CFM21510 - Accounting for corporate finance: International Financial Reporting Standards: IAS 39: overview

For those entities applying IFRS or FRS 101 with an accounting period beginning on or after 1 January 2018 refer to IFRS 9 for the recognition and measurement of financial instruments at CFM 21800.

Accounting Approach

Prior to 2005, UK GAAP generally applied the historic cost model to accounting for financial instruments. The key divergence to this was the financial sector, where trading assets and liabilities were marked-to-market, with gains and losses taken through the profit and loss account.

Note that references and guidance in relation to IAS 39 will also apply to those that applied FRS 26 under Old UK GAAP, to those that apply IAS 39 through FRS 101 and to those that apply IAS 39 through the accounting policy choice in FRS 102.

IAS 39

IAS 39 applies fair value accounting more widely to financial instruments, but adopts a ‘mixed-measurement’ or hybrid model of accounting.

IAS 39 requires all financial assets and financial liabilities, including derivatives, to be recognised on the balance sheet.
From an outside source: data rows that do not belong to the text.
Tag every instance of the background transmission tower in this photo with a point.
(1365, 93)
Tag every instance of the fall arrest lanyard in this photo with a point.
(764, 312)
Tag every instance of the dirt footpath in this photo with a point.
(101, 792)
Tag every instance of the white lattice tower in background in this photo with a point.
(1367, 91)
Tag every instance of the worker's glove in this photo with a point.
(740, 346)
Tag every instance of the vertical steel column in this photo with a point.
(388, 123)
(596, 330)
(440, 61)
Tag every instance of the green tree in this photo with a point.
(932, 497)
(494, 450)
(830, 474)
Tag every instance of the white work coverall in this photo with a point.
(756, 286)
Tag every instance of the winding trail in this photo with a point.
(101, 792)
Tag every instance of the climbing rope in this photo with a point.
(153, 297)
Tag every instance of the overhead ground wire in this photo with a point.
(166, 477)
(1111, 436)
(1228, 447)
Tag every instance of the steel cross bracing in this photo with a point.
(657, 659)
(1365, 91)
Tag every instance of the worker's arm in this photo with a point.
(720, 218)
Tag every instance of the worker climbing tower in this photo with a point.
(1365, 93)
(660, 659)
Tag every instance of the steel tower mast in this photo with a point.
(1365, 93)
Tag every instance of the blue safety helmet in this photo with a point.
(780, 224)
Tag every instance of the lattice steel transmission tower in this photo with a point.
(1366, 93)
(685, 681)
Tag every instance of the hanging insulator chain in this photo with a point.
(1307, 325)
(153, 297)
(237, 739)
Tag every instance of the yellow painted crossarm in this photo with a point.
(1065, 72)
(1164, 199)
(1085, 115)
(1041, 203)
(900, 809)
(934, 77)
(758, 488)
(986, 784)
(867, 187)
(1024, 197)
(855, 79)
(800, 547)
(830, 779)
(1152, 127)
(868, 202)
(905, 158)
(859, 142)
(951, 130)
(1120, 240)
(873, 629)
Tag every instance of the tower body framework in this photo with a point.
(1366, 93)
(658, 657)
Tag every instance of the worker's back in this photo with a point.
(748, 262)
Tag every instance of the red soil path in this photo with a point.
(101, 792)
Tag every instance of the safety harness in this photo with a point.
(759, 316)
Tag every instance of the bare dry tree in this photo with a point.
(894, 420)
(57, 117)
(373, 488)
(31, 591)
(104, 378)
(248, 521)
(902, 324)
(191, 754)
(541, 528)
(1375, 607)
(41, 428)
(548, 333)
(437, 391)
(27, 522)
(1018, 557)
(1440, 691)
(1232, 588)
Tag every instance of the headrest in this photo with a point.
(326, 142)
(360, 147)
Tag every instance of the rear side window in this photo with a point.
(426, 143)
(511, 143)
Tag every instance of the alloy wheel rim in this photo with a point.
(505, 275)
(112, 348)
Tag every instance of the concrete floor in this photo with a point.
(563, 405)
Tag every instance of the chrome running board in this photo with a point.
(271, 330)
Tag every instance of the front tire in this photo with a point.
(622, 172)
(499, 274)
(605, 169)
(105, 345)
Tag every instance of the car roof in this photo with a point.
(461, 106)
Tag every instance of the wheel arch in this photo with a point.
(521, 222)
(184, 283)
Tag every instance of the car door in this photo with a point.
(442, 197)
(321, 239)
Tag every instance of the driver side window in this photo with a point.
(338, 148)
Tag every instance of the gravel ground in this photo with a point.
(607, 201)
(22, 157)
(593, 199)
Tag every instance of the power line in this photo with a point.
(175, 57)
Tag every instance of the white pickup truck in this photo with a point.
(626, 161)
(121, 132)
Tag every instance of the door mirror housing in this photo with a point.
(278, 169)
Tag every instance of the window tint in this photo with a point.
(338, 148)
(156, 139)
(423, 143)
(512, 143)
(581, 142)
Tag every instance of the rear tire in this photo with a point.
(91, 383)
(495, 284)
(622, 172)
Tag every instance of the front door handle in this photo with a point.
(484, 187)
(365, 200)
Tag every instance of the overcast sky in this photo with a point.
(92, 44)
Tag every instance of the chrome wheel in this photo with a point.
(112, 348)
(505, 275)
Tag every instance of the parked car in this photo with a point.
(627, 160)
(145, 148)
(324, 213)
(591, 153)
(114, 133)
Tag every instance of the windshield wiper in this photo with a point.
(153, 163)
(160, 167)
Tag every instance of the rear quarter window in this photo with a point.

They are initially measured at fair value. This may differ from Old UK GAAP (excluding FRS 26), where initial recognition was normally at cost, which is not always the same as fair value.

Subsequent to initial recognition, however, all financial assets are re-measured in various ways according to the category they fall in. Details of these categories are in CFM21520. In many cases the changes resulting from re-measurement are reflected in the income statement, rather than equity.

Income statement

In this context ‘income statement’ is equivalent to ‘Profit and Loss account’. It refers to the primary statement giving information about the company’s performance.

Equity

Equity is the residual interest in the assets of the entity after deducting all liabilities. It is equivalent to ‘shareholders’ funds’, though under IFRS it also includes ‘minority interest’ (renamed as ‘non-controlling interest’ by amendments to IAS 27 in 2008). IAS 1, the standard dealing with the presentation of financial statements, requires entities to present a statement of changes in equity (SOCIE) between two balance sheet dates. (For periods beginning prior to 1 January 2009, this may alternatively be presented as a Statement of Recognised Income and Expense (SORIE)). Where IAS 39 talks about amounts being taken to equity, they will be recognised in the SOCIE or SORIE. It is equivalent to their being reflected in the STRGL (Statement of Total Recognised Gains and Losses), or taken to reserves.